GENTLE READER: In no country is it a good idea to model your manners on television programs or novels.
At best, you have to take into account what the behavior is intended to say about class and character, and at worst -- well, let us say that a knowledge of etiquette, historic or contemporary, is not necessarily brought to the writing of these works. Miss Manners has yet to see a period drama, British or American, in which supposedly well-bred people did not commit the social atrocity of eating and drinking with their gloves on.
But in this case, the mistake was yours, in thinking that time had stood still between the writing of those books and the recent television program. Therefore Miss Manners' rant was irrelevant, but she thanks you for letting her vent.
A butler was, as you have read, addressed by his surname alone, as was the chauffeur, although the lower servants were expected to preface this with Mr. The housekeeper and the cook had the title of Mrs. with their surnames, even if they had never been married. Footmen were addressed by their given names alone, but, with uncharacteristic choice, ladies' maids and parlor maids could be called by either their given or surnames alone. The nanny was called Nanny with either her surname or, in even older households, the surname of her employers.

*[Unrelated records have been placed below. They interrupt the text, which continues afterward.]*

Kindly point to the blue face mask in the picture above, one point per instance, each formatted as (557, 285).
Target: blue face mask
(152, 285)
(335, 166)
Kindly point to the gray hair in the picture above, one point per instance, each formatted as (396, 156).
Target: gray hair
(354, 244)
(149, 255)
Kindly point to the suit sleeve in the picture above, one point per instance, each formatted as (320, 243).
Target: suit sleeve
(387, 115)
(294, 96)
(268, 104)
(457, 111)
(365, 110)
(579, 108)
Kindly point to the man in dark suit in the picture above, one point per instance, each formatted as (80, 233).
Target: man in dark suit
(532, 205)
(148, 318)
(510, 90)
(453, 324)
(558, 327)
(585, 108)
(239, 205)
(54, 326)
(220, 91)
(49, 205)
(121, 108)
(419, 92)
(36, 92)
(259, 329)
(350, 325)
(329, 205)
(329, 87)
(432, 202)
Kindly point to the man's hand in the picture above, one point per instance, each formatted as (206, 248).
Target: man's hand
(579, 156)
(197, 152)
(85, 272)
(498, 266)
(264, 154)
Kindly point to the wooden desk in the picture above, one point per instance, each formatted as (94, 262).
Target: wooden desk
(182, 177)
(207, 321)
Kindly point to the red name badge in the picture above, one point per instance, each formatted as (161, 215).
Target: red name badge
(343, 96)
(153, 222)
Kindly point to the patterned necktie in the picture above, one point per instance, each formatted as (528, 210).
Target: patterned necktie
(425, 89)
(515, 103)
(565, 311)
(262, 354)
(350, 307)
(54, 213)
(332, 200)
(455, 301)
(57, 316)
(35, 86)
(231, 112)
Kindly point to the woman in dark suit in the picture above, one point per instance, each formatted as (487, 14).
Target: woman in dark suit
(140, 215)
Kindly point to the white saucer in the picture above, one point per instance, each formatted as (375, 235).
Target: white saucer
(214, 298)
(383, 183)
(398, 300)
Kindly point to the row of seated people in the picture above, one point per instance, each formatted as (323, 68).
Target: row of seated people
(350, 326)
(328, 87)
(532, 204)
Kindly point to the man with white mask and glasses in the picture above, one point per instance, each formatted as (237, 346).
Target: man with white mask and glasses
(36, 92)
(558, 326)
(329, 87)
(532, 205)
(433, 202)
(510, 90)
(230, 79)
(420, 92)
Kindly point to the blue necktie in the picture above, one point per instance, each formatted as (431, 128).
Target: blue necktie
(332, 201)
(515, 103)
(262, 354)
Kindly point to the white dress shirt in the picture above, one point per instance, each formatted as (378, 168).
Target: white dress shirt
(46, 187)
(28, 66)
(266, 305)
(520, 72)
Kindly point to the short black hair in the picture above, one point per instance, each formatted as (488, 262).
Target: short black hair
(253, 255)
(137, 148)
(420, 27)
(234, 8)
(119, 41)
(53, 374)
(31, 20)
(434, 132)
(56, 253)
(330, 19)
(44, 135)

However, as the years went by, the male upper servants began to be accorded a "Mr." with their surnames. As the decades went by, informality has pretty much swept away honorifics and surnames, except in the most traditional households.
If you do not want to inquire at the hotel desk, or of a private host, go with what you learned in those books. It is better to be thought quaint than cheeky.
DEAR MISS MANNERS: When eating a salad, is it improper to "stab" at the salad?
GENTLE READER: It is improper to stab any food, once it is no longer in the wild but on your plate. But of all the foods to attack, salad strikes Miss Manners as being the most helpless. Why would you pick on something like lettuce, which is too flaccid to strike back?